Kansas Bill Proposes Changing Columbus Day to Indigenous Peoples Day
At the new session in the Kansas Legislature starting next week lawmakers will discuss one of this year’s holidays. Actually, they’re talking about what to call it. A Kansas bill seeks to join six other states in renaming Columbus Day to Indigenous Peoples Day in an attempt to virtue signal to the Left.
The move to rename Columbus Day goes back to 1977’s United Nations International Conference on Discrimination Against Indigenous Populations in the Americas.
According to the Smithsonian, naming the holiday for Christopher Columbus ignores what happened after his arrival, millions of native deaths, forced slavery, and cultural colonization across the Americas.
Two Kansas legislatures have pre-filed a bill to change the name of Columbus Day to Indigenous Peoples Day.
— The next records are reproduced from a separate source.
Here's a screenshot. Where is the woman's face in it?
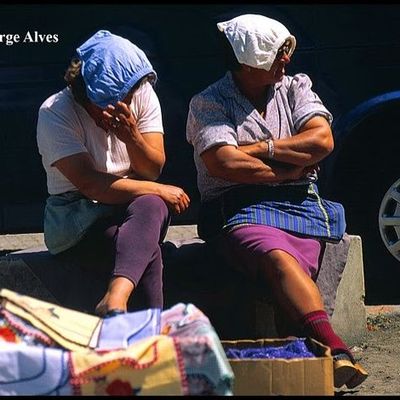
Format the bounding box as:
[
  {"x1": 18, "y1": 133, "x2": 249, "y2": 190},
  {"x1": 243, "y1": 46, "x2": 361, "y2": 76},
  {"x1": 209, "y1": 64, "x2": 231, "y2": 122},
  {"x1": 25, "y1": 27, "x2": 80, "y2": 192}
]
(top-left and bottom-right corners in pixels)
[{"x1": 244, "y1": 42, "x2": 290, "y2": 85}]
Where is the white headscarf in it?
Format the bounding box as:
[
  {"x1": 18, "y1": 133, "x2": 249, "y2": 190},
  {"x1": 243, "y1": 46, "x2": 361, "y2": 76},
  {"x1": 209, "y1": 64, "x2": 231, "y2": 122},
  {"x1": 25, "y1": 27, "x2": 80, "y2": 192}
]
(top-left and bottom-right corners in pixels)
[{"x1": 217, "y1": 14, "x2": 296, "y2": 71}]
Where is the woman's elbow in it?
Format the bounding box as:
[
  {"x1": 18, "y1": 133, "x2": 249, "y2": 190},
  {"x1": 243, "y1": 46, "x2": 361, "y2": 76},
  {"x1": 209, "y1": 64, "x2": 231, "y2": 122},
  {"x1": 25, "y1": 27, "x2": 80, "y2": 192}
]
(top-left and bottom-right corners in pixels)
[{"x1": 316, "y1": 129, "x2": 335, "y2": 157}]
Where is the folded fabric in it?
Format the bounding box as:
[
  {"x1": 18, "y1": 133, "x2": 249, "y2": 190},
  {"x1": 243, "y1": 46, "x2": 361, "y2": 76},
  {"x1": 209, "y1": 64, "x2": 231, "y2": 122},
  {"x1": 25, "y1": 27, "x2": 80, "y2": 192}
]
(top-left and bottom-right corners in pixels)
[
  {"x1": 0, "y1": 341, "x2": 72, "y2": 396},
  {"x1": 97, "y1": 308, "x2": 161, "y2": 350},
  {"x1": 70, "y1": 335, "x2": 184, "y2": 396},
  {"x1": 0, "y1": 289, "x2": 233, "y2": 395},
  {"x1": 0, "y1": 289, "x2": 102, "y2": 351},
  {"x1": 161, "y1": 303, "x2": 234, "y2": 396}
]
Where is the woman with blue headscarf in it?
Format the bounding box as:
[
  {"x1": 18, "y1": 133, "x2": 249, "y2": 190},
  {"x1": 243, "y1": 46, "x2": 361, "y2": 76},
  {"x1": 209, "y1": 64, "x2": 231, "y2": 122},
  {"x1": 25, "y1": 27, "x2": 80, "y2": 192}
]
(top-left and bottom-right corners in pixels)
[{"x1": 37, "y1": 30, "x2": 190, "y2": 317}]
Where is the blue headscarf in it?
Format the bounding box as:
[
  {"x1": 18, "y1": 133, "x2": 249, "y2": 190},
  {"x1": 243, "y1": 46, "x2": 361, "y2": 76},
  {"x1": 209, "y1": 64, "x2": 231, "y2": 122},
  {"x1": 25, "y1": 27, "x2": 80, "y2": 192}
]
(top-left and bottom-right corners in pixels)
[{"x1": 76, "y1": 30, "x2": 157, "y2": 108}]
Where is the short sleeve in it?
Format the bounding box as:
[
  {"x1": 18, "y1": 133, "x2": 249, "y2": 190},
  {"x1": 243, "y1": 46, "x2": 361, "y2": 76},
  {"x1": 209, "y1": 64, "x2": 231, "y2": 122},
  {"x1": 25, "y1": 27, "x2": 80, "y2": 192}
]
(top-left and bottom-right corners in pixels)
[
  {"x1": 287, "y1": 74, "x2": 333, "y2": 131},
  {"x1": 37, "y1": 108, "x2": 87, "y2": 166},
  {"x1": 186, "y1": 94, "x2": 238, "y2": 155},
  {"x1": 131, "y1": 82, "x2": 164, "y2": 133}
]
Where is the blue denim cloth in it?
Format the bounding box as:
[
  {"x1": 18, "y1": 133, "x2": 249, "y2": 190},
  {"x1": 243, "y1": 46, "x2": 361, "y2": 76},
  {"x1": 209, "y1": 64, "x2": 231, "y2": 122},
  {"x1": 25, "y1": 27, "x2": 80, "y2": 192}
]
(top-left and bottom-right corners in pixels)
[
  {"x1": 76, "y1": 30, "x2": 157, "y2": 108},
  {"x1": 44, "y1": 191, "x2": 117, "y2": 254}
]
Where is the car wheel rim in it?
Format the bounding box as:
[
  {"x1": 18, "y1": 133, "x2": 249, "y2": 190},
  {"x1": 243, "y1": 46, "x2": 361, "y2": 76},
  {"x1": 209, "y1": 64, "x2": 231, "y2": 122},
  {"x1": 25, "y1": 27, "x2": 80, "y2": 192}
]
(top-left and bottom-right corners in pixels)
[{"x1": 378, "y1": 179, "x2": 400, "y2": 261}]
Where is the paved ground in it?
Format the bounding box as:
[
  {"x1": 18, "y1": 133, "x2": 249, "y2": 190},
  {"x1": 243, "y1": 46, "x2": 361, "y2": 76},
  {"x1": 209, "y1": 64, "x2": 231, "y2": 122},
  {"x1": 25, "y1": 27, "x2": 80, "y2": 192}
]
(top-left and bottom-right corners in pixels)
[{"x1": 0, "y1": 230, "x2": 400, "y2": 396}]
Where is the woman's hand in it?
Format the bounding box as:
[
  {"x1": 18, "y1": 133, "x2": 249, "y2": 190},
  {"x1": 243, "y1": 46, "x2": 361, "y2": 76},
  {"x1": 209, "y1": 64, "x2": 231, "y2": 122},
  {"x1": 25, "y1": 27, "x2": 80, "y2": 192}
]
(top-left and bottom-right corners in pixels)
[
  {"x1": 103, "y1": 101, "x2": 141, "y2": 144},
  {"x1": 158, "y1": 183, "x2": 190, "y2": 214},
  {"x1": 272, "y1": 163, "x2": 319, "y2": 182}
]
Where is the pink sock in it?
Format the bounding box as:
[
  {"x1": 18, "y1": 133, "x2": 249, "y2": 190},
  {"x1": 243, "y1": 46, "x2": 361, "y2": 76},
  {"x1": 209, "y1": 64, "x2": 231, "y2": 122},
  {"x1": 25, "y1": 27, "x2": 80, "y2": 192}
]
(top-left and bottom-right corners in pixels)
[{"x1": 299, "y1": 310, "x2": 354, "y2": 362}]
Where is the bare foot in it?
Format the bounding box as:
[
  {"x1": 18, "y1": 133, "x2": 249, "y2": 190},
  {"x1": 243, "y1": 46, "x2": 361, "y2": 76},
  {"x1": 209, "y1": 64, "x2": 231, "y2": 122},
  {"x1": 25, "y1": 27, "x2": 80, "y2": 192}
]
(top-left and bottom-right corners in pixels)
[{"x1": 95, "y1": 276, "x2": 135, "y2": 317}]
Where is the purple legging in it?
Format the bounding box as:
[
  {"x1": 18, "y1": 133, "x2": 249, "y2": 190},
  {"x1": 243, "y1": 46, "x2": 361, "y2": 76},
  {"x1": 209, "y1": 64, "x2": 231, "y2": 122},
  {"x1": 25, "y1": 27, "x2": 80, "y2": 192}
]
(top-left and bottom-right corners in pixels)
[{"x1": 67, "y1": 195, "x2": 170, "y2": 308}]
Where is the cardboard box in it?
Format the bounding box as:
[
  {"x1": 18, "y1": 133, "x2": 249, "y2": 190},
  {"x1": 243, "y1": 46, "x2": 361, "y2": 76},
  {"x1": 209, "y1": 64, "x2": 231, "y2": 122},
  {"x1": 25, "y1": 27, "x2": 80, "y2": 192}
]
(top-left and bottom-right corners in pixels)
[{"x1": 221, "y1": 338, "x2": 334, "y2": 396}]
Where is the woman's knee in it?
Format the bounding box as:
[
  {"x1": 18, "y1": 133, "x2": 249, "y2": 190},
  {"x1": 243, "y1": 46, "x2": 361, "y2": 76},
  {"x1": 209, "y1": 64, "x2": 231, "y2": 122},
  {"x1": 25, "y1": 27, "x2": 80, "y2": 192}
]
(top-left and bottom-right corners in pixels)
[
  {"x1": 261, "y1": 249, "x2": 301, "y2": 278},
  {"x1": 128, "y1": 194, "x2": 169, "y2": 220}
]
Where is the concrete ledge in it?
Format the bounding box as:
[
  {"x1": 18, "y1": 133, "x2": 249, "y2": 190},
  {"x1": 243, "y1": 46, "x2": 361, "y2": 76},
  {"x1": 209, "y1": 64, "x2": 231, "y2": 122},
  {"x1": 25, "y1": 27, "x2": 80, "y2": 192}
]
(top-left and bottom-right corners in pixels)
[
  {"x1": 0, "y1": 225, "x2": 366, "y2": 346},
  {"x1": 332, "y1": 236, "x2": 367, "y2": 346}
]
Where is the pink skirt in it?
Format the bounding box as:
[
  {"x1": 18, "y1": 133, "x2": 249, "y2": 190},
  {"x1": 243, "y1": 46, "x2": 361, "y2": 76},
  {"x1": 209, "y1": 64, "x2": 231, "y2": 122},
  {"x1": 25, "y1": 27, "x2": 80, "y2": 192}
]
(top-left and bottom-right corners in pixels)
[{"x1": 222, "y1": 225, "x2": 321, "y2": 279}]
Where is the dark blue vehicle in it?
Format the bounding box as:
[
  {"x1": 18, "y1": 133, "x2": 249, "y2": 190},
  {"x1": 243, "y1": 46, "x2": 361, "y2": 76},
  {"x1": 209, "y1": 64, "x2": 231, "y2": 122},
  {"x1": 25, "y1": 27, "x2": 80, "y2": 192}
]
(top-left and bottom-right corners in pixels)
[{"x1": 0, "y1": 4, "x2": 400, "y2": 304}]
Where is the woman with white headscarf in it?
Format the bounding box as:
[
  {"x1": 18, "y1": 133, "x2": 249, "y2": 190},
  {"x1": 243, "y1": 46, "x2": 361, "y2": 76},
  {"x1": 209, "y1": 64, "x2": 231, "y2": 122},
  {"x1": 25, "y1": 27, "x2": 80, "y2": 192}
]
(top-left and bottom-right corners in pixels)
[{"x1": 187, "y1": 14, "x2": 367, "y2": 388}]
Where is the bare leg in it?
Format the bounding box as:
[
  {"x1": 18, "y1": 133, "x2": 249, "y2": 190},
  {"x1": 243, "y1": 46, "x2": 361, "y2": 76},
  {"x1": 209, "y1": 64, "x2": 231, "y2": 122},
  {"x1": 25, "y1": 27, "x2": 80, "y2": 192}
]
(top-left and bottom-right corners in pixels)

The bill – proposed by representatives Dennis Highberger, (D) Lawrence, and Ponka-We Victors, (D) Wichita, the only Native American in the Kansas legislature – states Kansas recognizes that it was “first inhabited by the indigenous peoples of this region, including the Kanza and Osage peoples.”
Unhappy with merely adding a day celebrating the Native American Tribes of Kansas, the bill would strike Columbus Day from the record, and replace it with the new holiday.
According to the text of the bill, Kansas would join Alaska, Hawaii, South Dakota, Vermont, and “a growing number of cities” if it makes the decision to erase Columbus Day from history.
Ironically, the bill would also remove Native American Day, an existing Kansas holiday celebrated on the fourth Saturday of September in the state since 1945, from the list of state recognized holidays.
To date, six states have already renamed the second Monday in October Indigenous Peoples Day. South Dakota was the first in 1990, followed by Hawaii, Minnesota, Oregon, South Dakota, and Vermont.
Of course, filing the bill is just the first step. It could be months before we know if it goes anywhere.